Is this morbid? Most definitely! Death is an uncomfortable topic. These are human beings, and treating their lives with dignity is important. The thing is, the ramifications of what a Supreme Court can do are vastly more important than the feelings of a couple of justices.
We can plug in their basic vital statistics — age and gender will suffice — and run it through a program outfitted with the latest data from the Social Security Administration when it comes to life expectancy. Perfect? No. Obviously these people have world-class health care, and might differ from the general population in meaningful ways. Useful? Certainly.
All those caveats aside, here's the situation.
We'd expect a group of people resembling the Supreme Court (a 75-year-old man, a 73-year-old man, a 69-year-old woman, and so on) to have a 50% chance of someone dying within 3.9 years.
More pertinent, there's a 21% chance that someone from that hypothetical group of nine people with identical ages and genders to the current Supreme Court will die within 1.5 years, incidentally the amount of time remaining on Biden's term. There's a 65% chance that someone dies within 5.5 years, which would bring us to the inauguration of January 2029, hypothetically.
That implies a 44% chance that the next president will have a shall we say involuntary vacancy on the court to fill. Decent chance.
Of course, one would then want to know from which side those vacancies might come. There is a 6-3 split on the court, with the justices appointed by GOP presidents enjoying a rather substantial lead.
A death of a liberal justice during the next term, if there were a Republican president or Senate, would be objectively a disaster for the Democratic party for decades.
Given a 52-year-old woman, a 69-year-old woman, and a 63-year-old woman and known actuarial data, there's an 18% chance one dies within 5.5 years. Subtracting out the chance of a death within the remaining Biden administration, it's a ballpark 14% chance the next election decides the future of at least one seat currently held by a Democratic justice. That's a dice roll.
Democrats probably need to think about what an acceptable level of risk is for losing control of the Supreme Court for generations.
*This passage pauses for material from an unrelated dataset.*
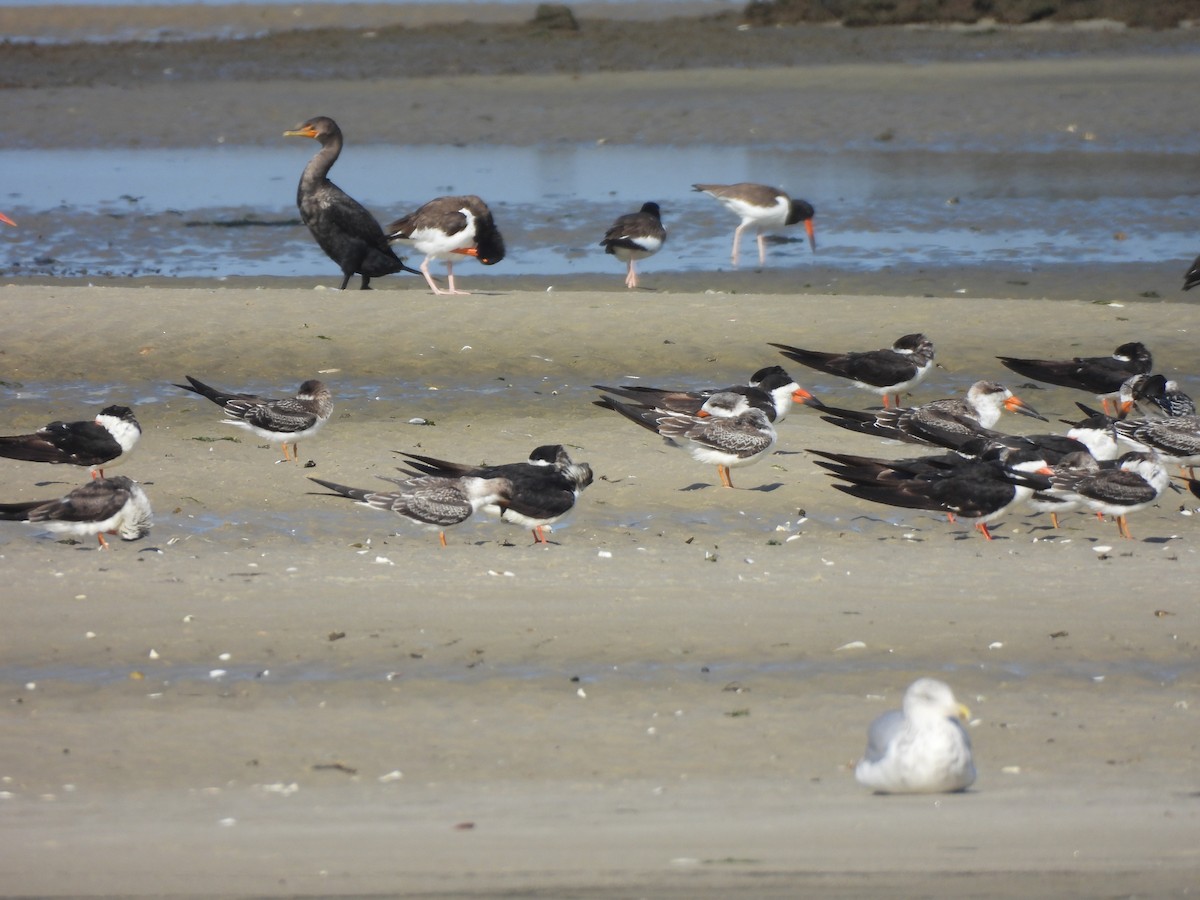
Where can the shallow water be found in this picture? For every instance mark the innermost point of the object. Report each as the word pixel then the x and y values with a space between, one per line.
pixel 129 213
Is it 14%?
Given the GOP controls more seats, and their justices are older, there's a substantially higher chance that the next president will be filling a vacancy in a GOP-held seat on the court.
Among a group of 75-, 73-, 68-, 58- and 56-year-old men and one 51-year-old woman, we'd expect a 57% chance of one death within five and a half years. Subtracting the 17% chance of a death during the final years of Biden's initial term, that means there's a 40% chance of the next president filling a vacancy on the Supreme Court for a seat currently held by a Republican-appointee.
Obviously, justices can and in some cases likely will alter these possibilities by resigning on their own volition if a suitable president is elected.
Justices Sonia Sotomayor or Elana Kagan could retire before the end of Biden's term, and in doing so roughly halve the risk of Democrats losing a seat on the Court in the next term. If a GOP president were elected, Justices Samuel Alito or Clarence Thomas could ensure their judicial legacy lives on by resigning under a Republican.
Not all avail themselves of this opportunity. Justice Ruth Bader Ginsberg decided against retiring during President Obama's term despite a desire from the president to ensure her replacement reflected her liberal values. Now her chair belongs to the Trump-appointee Amy Coney Barrett, who provided the decisive vote to overturn Roe v. Wade.